Она потянулась, наслаждаясь упругостью мышц, а потом откинулась назад и повисла на его руке.
– Замечательно.
Пэгги рассеянно улыбнулась и потрогала синяк на левом плече. По телу разливалось тепло, ночь была опьяняюще темной. Где-то вдалеке шевельнулись воспоминания, но тотчас спрятались в густых складках настоящего.
– Подружка, ты совсем отключилась, – рассмеялся Бад.
Барбара и Лен подхватили:
– Отключилась! Олив Ойл оказалась пьянчужкой!
– Я отключилась?
Ее неуверенный шепот никто не расслышал.
Фляжка вернулась к ней, она глотнула снова и еще больше расслабилась, когда огненная жидкость растеклась по венам.
– Черт возьми, таких чумовых танцев я еще не видел! – признался Лен.
Мгновенный холодок пробежал по ее спине, но тепло тут же вернулось.
– Ах да, – сказала Пэгги. – Все правильно. Я просто забыла.
Она улыбнулась.
– Вот это я и называю торжественным финалом! – заявил Лен и притянул к себе податливую подружку, промурлыкавшую:
– Ленни, мой мальчик.
– ЧУМ[10], – пробормотал Бад, погладив Пэгги по волосам. – Чертовы сволочи!

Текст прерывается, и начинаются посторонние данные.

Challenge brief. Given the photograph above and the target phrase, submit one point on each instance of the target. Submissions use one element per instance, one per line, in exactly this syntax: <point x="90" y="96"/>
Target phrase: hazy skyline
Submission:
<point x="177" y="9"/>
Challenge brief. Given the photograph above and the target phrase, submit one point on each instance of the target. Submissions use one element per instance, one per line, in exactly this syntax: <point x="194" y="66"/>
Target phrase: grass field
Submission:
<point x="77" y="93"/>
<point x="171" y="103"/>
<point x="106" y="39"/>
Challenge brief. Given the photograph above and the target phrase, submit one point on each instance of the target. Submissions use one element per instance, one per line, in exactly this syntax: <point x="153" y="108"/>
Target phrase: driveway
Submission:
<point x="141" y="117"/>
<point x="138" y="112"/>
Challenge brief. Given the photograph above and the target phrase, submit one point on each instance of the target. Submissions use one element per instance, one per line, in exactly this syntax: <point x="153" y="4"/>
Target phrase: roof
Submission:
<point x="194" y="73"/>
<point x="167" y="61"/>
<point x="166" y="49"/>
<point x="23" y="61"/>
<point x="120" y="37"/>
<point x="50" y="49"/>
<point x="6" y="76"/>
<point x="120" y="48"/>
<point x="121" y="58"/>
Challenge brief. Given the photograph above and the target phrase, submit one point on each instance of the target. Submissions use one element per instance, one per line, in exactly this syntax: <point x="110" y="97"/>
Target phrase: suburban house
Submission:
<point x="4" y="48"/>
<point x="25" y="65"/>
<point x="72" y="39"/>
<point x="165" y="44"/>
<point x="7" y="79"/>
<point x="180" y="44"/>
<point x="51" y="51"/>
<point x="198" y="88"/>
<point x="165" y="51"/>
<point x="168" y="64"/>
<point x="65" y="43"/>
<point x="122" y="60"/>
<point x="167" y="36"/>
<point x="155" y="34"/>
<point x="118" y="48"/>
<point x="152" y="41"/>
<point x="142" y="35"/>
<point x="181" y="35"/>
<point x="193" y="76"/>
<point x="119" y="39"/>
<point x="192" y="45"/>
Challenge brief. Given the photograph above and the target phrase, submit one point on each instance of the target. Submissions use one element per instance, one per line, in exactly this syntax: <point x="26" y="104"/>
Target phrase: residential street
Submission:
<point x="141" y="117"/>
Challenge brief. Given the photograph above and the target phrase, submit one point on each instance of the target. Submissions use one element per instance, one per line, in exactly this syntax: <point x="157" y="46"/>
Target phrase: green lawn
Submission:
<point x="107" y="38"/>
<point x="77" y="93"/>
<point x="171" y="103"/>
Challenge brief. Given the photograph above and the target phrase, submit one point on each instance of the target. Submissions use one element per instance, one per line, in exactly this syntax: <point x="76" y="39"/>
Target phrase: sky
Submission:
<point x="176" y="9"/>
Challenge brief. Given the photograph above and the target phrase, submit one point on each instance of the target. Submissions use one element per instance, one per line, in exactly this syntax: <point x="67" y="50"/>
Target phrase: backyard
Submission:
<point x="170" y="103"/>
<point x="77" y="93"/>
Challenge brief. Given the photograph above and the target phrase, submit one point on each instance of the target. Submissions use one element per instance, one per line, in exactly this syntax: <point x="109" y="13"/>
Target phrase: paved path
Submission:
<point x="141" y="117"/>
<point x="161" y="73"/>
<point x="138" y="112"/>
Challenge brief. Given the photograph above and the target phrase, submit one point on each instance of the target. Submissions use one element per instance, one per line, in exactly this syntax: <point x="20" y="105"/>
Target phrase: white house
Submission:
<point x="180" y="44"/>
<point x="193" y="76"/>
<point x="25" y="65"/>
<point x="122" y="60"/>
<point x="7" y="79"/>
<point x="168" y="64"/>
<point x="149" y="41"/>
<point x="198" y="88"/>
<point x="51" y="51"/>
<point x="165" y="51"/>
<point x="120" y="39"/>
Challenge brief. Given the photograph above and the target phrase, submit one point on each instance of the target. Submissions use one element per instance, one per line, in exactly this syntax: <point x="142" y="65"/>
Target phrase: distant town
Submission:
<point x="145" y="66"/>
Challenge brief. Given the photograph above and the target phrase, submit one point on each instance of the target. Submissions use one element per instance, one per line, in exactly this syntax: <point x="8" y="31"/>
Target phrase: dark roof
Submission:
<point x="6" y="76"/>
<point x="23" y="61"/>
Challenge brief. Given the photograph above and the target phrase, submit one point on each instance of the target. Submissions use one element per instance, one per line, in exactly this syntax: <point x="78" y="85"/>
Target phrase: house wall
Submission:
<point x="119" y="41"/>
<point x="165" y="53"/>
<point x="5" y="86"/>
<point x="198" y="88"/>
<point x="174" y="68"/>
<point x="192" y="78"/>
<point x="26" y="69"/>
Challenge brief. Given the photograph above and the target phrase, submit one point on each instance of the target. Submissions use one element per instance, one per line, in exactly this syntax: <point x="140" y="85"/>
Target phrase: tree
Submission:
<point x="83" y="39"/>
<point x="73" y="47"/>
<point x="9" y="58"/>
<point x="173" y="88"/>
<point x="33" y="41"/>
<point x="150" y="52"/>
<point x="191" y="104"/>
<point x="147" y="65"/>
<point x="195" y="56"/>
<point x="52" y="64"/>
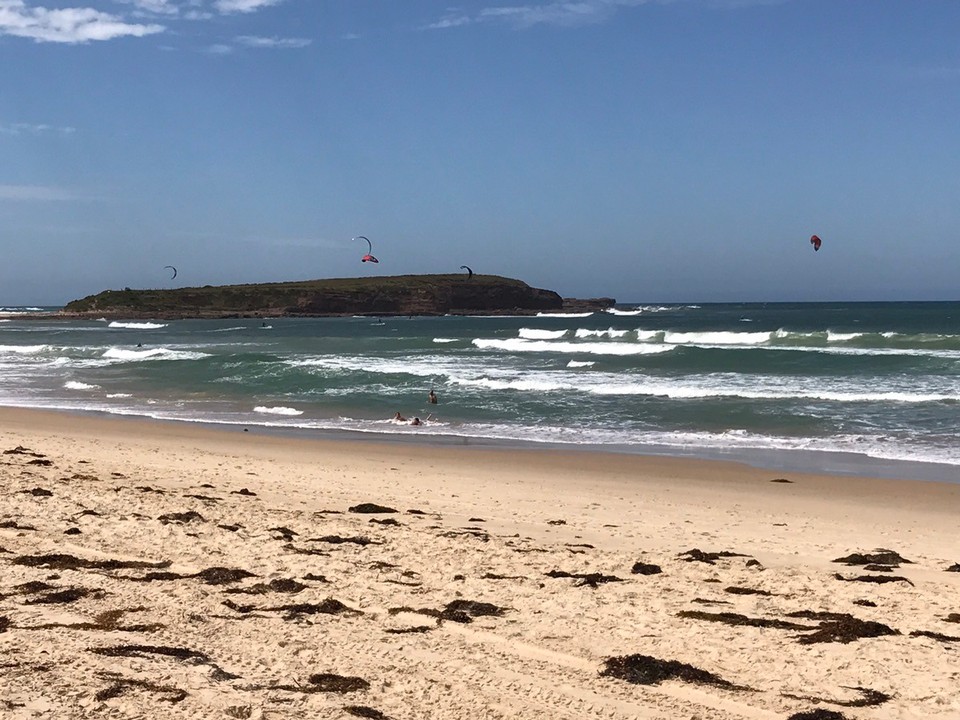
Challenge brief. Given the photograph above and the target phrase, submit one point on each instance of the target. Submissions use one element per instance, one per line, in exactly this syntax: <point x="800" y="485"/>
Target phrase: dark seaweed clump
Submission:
<point x="647" y="670"/>
<point x="876" y="579"/>
<point x="645" y="569"/>
<point x="338" y="540"/>
<point x="880" y="556"/>
<point x="64" y="596"/>
<point x="120" y="686"/>
<point x="187" y="517"/>
<point x="868" y="698"/>
<point x="323" y="682"/>
<point x="744" y="620"/>
<point x="935" y="635"/>
<point x="223" y="576"/>
<point x="585" y="579"/>
<point x="328" y="682"/>
<point x="284" y="585"/>
<point x="371" y="508"/>
<point x="461" y="611"/>
<point x="846" y="628"/>
<point x="733" y="590"/>
<point x="365" y="712"/>
<point x="697" y="555"/>
<point x="59" y="561"/>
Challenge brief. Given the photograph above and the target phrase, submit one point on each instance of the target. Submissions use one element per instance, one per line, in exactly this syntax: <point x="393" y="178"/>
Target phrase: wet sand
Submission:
<point x="221" y="573"/>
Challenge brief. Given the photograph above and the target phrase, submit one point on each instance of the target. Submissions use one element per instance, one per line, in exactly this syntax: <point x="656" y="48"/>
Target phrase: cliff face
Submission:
<point x="395" y="295"/>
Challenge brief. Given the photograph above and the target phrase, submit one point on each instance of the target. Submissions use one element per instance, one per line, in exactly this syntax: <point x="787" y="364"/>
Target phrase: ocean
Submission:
<point x="863" y="388"/>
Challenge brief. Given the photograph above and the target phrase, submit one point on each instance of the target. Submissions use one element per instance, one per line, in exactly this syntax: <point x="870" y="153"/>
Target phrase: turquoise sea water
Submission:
<point x="817" y="386"/>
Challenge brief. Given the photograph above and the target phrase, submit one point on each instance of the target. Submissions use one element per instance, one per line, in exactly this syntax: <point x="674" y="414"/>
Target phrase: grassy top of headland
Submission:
<point x="396" y="294"/>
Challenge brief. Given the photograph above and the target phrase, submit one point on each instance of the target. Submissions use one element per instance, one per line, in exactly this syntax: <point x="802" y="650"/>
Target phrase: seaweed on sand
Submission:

Он лениво потянулся к ручке радиоприемника.
Их окружила музыка, пальцы светлой грусти коснулись сердец. Пэгги, прижимаясь к своему ухажеру, уже не испытывала желания оттолкнуть его нетерпеливые руки. В глубине ее разнежившегося рассудка кто-то еще пытался сбежать. Он отчаянно бился, точно мотылек, что угодил в застывающий воск, но лишь терял последние силы, а кокон все твердел.
Четыре голоса тихо напевали в ночи:
Четыре молодых голоса, шепот посреди бесконечности. Четыре тела, две пары, размякшие и опьяненные. Пение, объятия… и безмолвное согласие.
Голоса затихли, но песня продолжалась.
Юная девушка вздохнула.
– Ну разве не романтично? – сказала Олив Ойл.